比起尚在腹中,不知男女的孩子,显然小文更害怕自己活生生的好友从此丧命。
柳浮萍拍了拍她的手背,吩咐春桃进去查看,“瞧瞧芙娘如何了,告诉王大夫务必保住大人!”
房中仍然有一盆接着一盆的血水端出来,柳浮萍冷眼看着,手无意识摸上了自己的小腹。
女子生产向来凶险,与鬼门关走一遭无异,更何况是秦骁策的血脉,这个孩子,她一定不会生。
“夫人,老夫无能,只能勉强保住芙娘,但此次她伤了身子,恐怕,再难有孕。”
房中已经被打理干净,柳浮萍立刻进去,目光关切。
芙娘躺在**,唇色惨白,见着柳浮萍便已经忍不住哭出声来,“夫人,夫人您为何要如此待我?奴婢感念夫人心善,今日午后便将补品用了一些,然而不过一炷香的时间,奴婢就觉得腹痛难忍,夫人,可是奴婢哪里惹恼了您,您要打要杀只管做就是,为何要如此害我的孩儿!”
她实在痛极,连尊卑都险些不顾。
春桃一把推开她的手,“夫人好心送你补品,又怎么可能害你,芙娘,你莫要失了分寸。”
“无妨,出了这样的事,芙娘伤心是应该的,只是那补品是明珠和姑爷送来的,我想着你有孕辛苦,才让春桃送来给你,怎么会有问题呢?莫不是弄错了?”
芙娘一顿,被春桃呵斥地回过神来,听到柳浮萍的解释,立刻自觉找到了真相,“大小姐在府中时便对您多有微词,怎么会给夫人送补品?或许本就是冲着夫人来的,却,却不想夫人心善将东西赏给了我。”

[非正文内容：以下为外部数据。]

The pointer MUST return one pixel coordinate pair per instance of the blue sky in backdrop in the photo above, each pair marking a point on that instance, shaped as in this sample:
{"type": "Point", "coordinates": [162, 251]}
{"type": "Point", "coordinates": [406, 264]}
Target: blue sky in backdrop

身下一阵阵地痛,芙娘语气哽咽,对秦明珠也没了几分敬意。
“不可能的,明珠只是孩子心性,怎么可能做出这样的事,此事我会查明,但真相水落石出之前,我不希望再听到污蔑明珠的话。”
柳浮萍一锤定音,眼前的人立刻安静下来。
她本以为是自己的话生了效,却没想到春桃突然朝着自己身后屈膝行礼:“见过国公爷。”
秦骁策大步走进来,显然听到了芙娘的话,“季宅送来的补品可还有剩?一并拿来让府医查验。”
季晏礼送来的补品不少,芙娘才吃了一次,春桃立刻领着王大夫前去。
“回国公爷,每样补品之中都掺了大量的红花,这药能活血化瘀,但却对女子有害,若是怀有身孕时吃下,不仅会使得女子小产,还有可能损伤母体,此后都难以有孕。”
王大夫在府中半辈子,自然不会帮着谁遮掩,话说得毫不留情。
芙娘恨得目眦欲裂,柳浮萍也身子一晃,好在春桃及时扶住了她。
“好生照看夫人,这些日子芙娘不必做事,好生养着。”
秦骁策冷着脸吩咐,握了握柳浮萍的手,又立刻转身离开。
等到柳浮萍安抚过芙娘,回主院时才知道,秦骁策已经点了数十名府兵,浩浩****地朝着季宅而去。
她嫣然一笑,没再多说什么,又倚回榻上让春桃为她揉肩。
另一边,几里开外的季宅之中,季晏礼浑然不知自己即将大祸临头。
他才结束了一场应酬,今日主人家临时请了新人来,是身份颇高的公子哥,与秦明珠不对付,更看小白脸似的季晏礼不顺眼,在宴席之上处处针对于他。
季晏礼始终陪着笑,直到回了房中才卸下伪装。